Indeed, "It's a pretty complicated situation," Strauss acknowledged. "I don't know if you can say that we're total dreamers and that we'll never get anywhere," she said of her and the trust's efforts to repair the dam. "But I think the conversation is worth having."

Since the Warren Village Preservation Trust owns the dam, "We don't have any actual power to do anything about it," Groom said, speaking for the town, "other than starting a dialog."

In previous public forums that the select board has held regarding the future of the timber crib dam, residents have spoken out in support of repairing the structure, which is an iconic image of the town and holds emotional ties for many of its residents. "It would break my heart to see it go," one woman said at a forum last October.

In addition to being a historically significant structure, the timber crib dam is also "a resource for the village," Strauss said, explaining that if the trust were to repair the dam, they would want to take advantage of its hydroelectric potential.

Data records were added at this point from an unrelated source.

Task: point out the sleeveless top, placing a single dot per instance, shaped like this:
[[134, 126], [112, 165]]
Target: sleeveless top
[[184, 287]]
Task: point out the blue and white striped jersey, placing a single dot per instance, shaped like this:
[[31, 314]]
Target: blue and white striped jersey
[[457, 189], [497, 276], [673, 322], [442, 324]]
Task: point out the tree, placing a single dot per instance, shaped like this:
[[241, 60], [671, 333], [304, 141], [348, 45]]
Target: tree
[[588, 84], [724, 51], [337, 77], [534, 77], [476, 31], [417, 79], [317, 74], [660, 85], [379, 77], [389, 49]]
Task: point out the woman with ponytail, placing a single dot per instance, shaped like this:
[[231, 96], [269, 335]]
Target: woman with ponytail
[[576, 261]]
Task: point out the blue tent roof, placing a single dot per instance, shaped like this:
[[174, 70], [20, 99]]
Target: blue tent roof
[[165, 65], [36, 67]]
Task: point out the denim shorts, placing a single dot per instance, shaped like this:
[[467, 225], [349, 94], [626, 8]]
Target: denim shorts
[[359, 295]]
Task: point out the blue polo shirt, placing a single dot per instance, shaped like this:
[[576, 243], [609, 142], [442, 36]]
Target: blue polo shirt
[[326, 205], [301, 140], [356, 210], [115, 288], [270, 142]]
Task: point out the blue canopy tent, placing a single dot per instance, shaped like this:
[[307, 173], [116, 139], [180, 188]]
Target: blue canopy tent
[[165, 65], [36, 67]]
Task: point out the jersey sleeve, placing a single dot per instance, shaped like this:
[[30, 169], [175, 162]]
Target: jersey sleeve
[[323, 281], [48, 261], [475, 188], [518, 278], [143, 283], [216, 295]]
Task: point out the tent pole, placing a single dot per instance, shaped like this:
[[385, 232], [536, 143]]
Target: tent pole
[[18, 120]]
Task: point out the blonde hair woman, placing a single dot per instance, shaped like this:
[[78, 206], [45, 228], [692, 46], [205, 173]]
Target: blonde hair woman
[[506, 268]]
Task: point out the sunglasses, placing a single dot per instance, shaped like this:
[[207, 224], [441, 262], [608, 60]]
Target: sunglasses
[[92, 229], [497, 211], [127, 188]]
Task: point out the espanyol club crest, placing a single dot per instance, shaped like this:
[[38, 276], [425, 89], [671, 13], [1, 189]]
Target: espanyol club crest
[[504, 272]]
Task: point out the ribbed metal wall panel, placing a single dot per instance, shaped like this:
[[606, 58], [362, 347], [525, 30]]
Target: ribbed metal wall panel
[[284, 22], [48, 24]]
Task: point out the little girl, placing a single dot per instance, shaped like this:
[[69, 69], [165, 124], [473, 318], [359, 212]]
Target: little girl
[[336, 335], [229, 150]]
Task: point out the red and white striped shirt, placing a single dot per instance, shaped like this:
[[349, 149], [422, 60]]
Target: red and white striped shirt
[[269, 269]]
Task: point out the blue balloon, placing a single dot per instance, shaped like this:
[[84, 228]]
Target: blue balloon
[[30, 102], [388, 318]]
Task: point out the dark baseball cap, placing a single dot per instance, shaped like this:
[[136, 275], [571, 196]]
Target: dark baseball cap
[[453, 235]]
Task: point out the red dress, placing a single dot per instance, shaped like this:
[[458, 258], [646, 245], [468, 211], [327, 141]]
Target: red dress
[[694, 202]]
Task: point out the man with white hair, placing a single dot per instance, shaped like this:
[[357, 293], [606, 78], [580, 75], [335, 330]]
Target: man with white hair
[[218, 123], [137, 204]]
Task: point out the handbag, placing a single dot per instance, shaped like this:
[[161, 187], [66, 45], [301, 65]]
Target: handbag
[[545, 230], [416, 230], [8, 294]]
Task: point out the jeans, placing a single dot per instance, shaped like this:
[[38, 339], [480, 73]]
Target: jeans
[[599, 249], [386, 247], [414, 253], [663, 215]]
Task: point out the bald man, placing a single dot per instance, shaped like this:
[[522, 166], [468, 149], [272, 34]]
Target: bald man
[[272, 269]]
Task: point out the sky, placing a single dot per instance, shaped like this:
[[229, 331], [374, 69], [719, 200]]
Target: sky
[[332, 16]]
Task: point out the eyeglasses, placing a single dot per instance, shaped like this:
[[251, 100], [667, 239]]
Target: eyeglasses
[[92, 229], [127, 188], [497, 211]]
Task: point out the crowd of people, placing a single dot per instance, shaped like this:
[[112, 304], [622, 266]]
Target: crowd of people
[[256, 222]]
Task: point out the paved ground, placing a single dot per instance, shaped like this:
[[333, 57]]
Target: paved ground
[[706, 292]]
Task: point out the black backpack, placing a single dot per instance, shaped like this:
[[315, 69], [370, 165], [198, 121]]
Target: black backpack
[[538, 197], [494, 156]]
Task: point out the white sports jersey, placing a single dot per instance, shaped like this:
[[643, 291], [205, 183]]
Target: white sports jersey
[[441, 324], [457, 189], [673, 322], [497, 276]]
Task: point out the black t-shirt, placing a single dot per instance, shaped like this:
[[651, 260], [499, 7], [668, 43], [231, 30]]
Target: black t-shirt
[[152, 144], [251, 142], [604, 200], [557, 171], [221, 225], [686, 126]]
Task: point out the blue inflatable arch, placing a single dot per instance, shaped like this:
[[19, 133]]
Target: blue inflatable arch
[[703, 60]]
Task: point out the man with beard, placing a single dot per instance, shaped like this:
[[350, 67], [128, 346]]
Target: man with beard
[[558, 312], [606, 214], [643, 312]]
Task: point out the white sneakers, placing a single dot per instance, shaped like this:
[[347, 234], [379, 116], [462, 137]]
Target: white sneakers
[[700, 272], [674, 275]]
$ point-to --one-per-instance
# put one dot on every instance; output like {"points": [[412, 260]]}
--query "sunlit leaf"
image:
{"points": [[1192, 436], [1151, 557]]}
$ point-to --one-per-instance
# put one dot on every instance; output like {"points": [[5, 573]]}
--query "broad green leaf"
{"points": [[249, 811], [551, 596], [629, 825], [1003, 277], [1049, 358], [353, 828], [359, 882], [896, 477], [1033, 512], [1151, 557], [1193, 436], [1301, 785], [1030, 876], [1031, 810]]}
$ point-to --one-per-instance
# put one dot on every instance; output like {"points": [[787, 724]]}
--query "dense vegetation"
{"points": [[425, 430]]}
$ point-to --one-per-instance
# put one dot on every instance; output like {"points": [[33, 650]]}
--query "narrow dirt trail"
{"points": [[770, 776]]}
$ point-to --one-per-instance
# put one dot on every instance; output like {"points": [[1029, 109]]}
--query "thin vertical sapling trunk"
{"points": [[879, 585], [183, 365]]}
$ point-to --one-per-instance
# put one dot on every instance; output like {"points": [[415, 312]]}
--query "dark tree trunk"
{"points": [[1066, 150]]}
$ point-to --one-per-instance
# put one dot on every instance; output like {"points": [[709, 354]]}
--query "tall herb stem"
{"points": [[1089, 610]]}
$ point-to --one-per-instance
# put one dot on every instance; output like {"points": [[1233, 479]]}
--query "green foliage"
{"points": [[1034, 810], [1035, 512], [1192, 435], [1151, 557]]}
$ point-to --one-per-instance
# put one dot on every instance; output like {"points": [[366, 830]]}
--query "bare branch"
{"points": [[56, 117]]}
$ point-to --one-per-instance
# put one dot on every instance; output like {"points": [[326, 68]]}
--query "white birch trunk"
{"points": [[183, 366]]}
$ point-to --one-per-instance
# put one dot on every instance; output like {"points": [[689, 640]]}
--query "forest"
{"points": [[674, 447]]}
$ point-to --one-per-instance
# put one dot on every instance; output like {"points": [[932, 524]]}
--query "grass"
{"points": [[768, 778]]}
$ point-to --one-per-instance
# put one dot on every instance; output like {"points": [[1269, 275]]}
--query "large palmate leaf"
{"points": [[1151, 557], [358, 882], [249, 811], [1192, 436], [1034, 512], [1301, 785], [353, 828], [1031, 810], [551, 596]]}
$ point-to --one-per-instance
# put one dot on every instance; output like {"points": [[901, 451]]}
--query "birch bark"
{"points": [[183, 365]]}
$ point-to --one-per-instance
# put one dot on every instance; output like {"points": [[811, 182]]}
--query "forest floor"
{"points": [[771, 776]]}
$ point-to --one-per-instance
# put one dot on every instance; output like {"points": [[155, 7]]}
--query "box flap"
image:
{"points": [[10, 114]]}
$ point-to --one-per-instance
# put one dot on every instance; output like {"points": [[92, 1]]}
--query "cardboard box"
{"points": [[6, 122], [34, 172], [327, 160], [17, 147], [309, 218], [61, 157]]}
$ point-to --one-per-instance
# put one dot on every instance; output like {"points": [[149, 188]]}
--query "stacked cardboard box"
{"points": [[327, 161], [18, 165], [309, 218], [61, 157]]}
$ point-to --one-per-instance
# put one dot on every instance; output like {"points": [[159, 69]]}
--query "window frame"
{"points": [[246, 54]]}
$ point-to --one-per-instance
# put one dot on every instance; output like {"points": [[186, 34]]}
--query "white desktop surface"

Unfortunately, "Hydro, like wind, is suddenly a dirty word in Vermont," Strauss said, speaking to the public's opposition to the renewable resource for fear of its negative environmental impacts. But many of those fears are unfounded, Strauss said, and "If the ANR wanted to use this dam as a demonstration of how to successfully do a microhydro project ... I think we could do it," she said.

"My sense is to wait and see what we could do," Strauss said. But time is limited.

"What we're suggesting to the trust is that if they're going to do something, they need to do it without further delay," Groom said, explaining that the dam, in its current condition, is dangerous. "There are sinkholes," he said.

When Groom asked the ANR about patching up holes in the dam to make it safer, they replied "very definitely" that the trust would also need to obtain a permit for those repairs, he said. The only suggestion the state had for improving the safety of the river was installing signs or ropes surrounding the dam, "But that, to me, is a pretty naïve response," Groom said. "It's like trying to rope off a football field. It's a pretty large area."

Taking into consideration the state's most recent response, the Warren Village Dam Preservation Trust will discuss its plans for repairing the dam with the select board at a meeting this January (date to be announced) and members of the public are encouraged to attend.